The Power Set problem for strings is a classic question in recursion and backtracking, frequently asked in coding interviews and platforms like GeeksforGeeks.

In this problem, instead of numbers, we deal with strings and generate all possible subsequences (not substrings).
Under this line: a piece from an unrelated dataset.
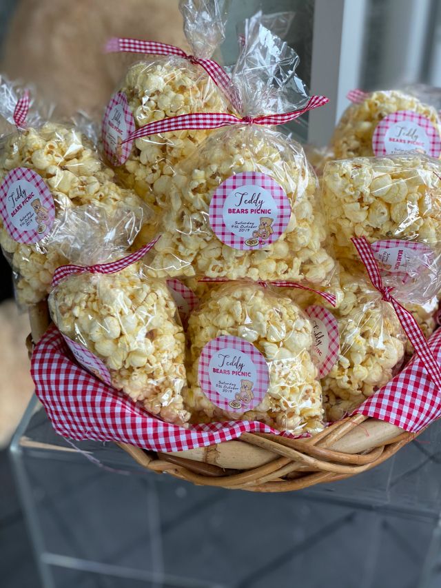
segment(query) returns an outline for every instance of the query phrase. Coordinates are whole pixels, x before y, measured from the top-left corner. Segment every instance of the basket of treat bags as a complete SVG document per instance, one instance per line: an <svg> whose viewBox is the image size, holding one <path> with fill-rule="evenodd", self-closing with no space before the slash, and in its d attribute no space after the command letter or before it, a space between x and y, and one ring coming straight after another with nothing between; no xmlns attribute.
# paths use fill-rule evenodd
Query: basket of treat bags
<svg viewBox="0 0 441 588"><path fill-rule="evenodd" d="M60 435L196 484L359 474L441 414L437 111L352 92L307 159L280 125L327 99L271 19L227 72L222 3L180 7L192 54L107 43L132 63L98 145L0 85L0 243L37 395Z"/></svg>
This makes it slightly more interesting and practical for real-world applications like pattern matching, text processing, and combinatorics.

In this article, we will cover:

  1. Intuition behind subsequences
  2. Recursive (backtracking) approach
  3. Sorting for lexicographical order
  4. Alternative approaches
  5. Complexity analysis

Problem Statement

Given a string s of length n, generate all non-empty subsequences of the string.

Requirements

  1. Return only non-empty subsequences
  2. Output must be in lexicographically sorted order

Examples

Example 1

Input:

s = "abc"

Output:

a ab abc ac b bc c

Example 2

Input:

s = "aa"

Output:

a a aa

Subsequence vs Substring (Important)

  1. Substring: Continuous characters
  2. Subsequence: Characters can be skipped

Example for "abc":

Subsequences → a, b, c, ab, ac, bc, abc

Key Insight

For every character, we have two choices:

Include it OR Exclude it

So total subsequences:

2^n

We generate all and then remove the empty string.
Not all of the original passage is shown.